3 Replies Latest reply on Jun 26, 2014 8:50 AM by Roman Jurkov

    sticky session implementation

    Roman Jurkov Newbie



      i was looking deeper into how sticky sessions are implemented, and currently application has a responsibility to bake right cookie with node name at the end of the cookie hash, which could be abstracted, and transferred to mod_cluster as a separate cookie all together, which would i think speed up a lookup, since mod_cluster doesn't have to anymore parse out cookie name, and cookie also would be application independent, and in fact, application doesn't have to have any session mechanism at all.


      please let me know your thoughts.

        • 1. Re: sticky session implementation
          Jean-Frederic Clere Master

          So you want mod_cluster to add a cookie with the node name (or a hash) to make the routing, correct?
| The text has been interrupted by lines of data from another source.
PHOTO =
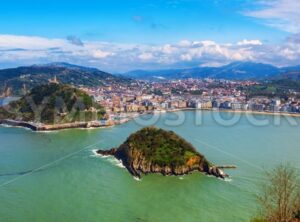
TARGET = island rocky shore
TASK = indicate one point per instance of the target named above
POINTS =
(139, 161)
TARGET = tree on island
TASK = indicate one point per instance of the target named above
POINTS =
(279, 197)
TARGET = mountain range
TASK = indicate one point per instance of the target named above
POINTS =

          The actual way of mod_cluster is a kind of "common" way for doing sticky sessions (and group failover) for example mod_jk and mod_proxy_balancer are doing the same.
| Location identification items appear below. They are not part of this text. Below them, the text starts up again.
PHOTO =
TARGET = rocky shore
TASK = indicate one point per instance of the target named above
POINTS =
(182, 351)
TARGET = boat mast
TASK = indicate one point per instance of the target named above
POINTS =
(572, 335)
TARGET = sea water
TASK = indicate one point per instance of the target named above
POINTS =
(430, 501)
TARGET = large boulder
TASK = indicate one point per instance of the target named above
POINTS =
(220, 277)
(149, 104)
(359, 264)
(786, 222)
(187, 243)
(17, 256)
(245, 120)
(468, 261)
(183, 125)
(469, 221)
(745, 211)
          • 2. Re: sticky session implementation
            Radoslav Husar Master

            which would i think speed up a lookup, since mod_cluster doesn't have to anymore parse out cookie name

            You mean it would eliminate call to


            route = strchr(sessionid, '.')


            but instead add a whole new cookie that would have to be parsed out from the HTTP request? Sorry, but I don't see the performance improvement, but degradation: there is more parsing from the request and the HTTP request would get bigger by the extra cookie name length.
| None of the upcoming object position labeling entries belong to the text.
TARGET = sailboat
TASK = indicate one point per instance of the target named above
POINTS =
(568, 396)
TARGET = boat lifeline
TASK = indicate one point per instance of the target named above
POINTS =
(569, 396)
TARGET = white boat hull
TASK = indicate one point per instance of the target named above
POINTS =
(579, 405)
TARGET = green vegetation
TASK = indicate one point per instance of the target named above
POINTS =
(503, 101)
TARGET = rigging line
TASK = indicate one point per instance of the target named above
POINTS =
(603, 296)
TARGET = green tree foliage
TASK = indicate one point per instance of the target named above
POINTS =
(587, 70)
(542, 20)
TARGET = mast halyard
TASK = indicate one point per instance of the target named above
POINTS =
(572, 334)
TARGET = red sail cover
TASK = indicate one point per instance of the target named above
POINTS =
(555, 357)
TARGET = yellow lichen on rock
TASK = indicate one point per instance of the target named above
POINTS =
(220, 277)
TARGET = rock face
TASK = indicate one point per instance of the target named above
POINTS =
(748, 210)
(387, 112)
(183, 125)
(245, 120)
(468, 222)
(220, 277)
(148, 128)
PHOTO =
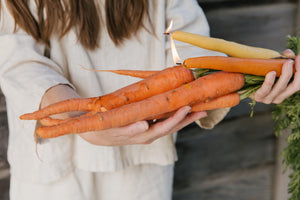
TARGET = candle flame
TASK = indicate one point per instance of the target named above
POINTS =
(176, 57)
(169, 27)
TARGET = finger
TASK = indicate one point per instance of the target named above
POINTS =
(131, 129)
(266, 87)
(294, 86)
(192, 117)
(161, 128)
(281, 85)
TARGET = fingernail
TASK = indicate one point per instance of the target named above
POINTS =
(143, 125)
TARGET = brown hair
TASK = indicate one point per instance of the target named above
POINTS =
(123, 19)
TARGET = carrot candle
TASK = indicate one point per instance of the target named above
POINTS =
(230, 48)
            Nevertheless, all of these are IMHO negligible performance-wise, it's better to stay "standard" and keep doing what others are doing.

            • 3. Re: sticky session implementation
              Roman Jurkov Newbie



              i've been looking at different implementations, and actually i cannot find this being a standard, for example AWS allows you to either create a load balancer cookie, or use application cookie, and application cookie does not need to have a route in it, so application is not aware of a cluster at all, and f5 for example not using this methodology all together. also mod_proxy_balancer is not appending anything to existing cookie, nor parsing it, it just sets a routeid cookie.


              i would say that mod_cluster is actually not following "standards" in this case, and making clustering implementation very application specific, however we could be trying to make it more independent from application ( i realize it is dynamic clustering, so we can't make it completely independent ).